The Ag in the Classroom team works the other end of it. They build curriculum that drops into a teacher's existing science or math lesson and bring the hands-on moments that provide a connection to the food the students are eating. That looks like students planting tomatoes in newspaper pots and ensuring schools have access to garden grants. Oklahoma Ag in the Classroom reaches more than 12,100 teachers and 247,400 students each year.

Kids who garden go home and ask if they can plant something in the backyard. Kids who eat Oklahoma beef in the cafeteria grow up recognizing Oklahoma beef in the grocery store. The mom in the grocery store of 2040 is sitting in a third-grade classroom right now, learning what asparagus tastes like.

There’s another thing that’s keeping Secretary Arthur up at night.

Fewer than 2% of Oklahomans are actively involved in production agriculture. The average farmer is in his late fifties and land prices keep climbing. A young person graduating fromOklahoma State University, she says plainly, basically cannot walk into a bank and get a loan to start an ag operation. Not without help.

Inside the agency, she sees a quieter version of the same problem. The Department of Ag is full of people who understand that a decision at a desk in Oklahoma City lands on a fence line in Beaver County or a feedlot in Texas County. But ag kids don't usually grow up dreaming about working at the Department of Ag. It's not on their radar.

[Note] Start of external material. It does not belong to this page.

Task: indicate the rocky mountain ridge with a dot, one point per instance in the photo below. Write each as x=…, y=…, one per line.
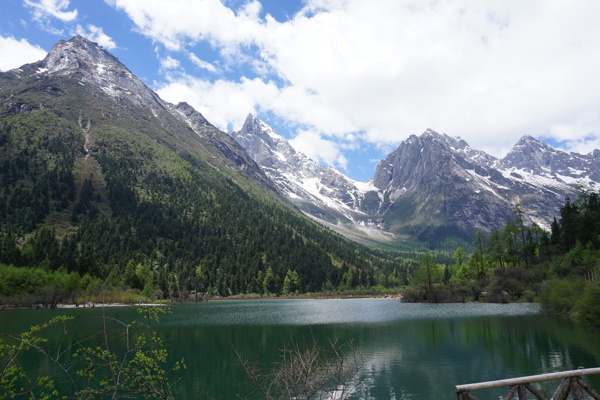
x=87, y=63
x=432, y=188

"This agency can have a really positive impact on farmers and ranchers," Arthur says, "or a really negative impact on farmers and ranchers."

She wants more young Oklahomans to see public service in agriculture as a real path. Under Secretary Arthur’s leadership, the Department of Ag. has created the Agriculture Youth Council. The program is designed to help future agriculture leaders in Oklahoma through professional development, industry exposure and experiential learning. Arthur says public service doesn’t stop at the Department of Agriculture but highlights the need for agriculture backgrounds in the Legislature.

“Having a strong ag presence in the capitol is vital for Oklahoma’s ranchers and producers,” Arthur said. “From creating laws at the legislative level to regulating them at the department level, we all work together to help the future of Oklahoma agriculture.”

"Somebody's got to feed everybody and someone’s got to make sure farmers and ranchers have the support they need" she says. "We have the natural resources to do it. We've got the research and technology. Oklahoma can continue to be a leader."

That's the bet Oklahoma All for Food is making too. The more visible Oklahoma food becomes on Oklahoma plates, the more young Oklahomans will see a future in growing it, processing it, regulating it, and championing it. The mom in the grocery store is already asking the right questions. The work now is making sure there's still somebody around to answer them.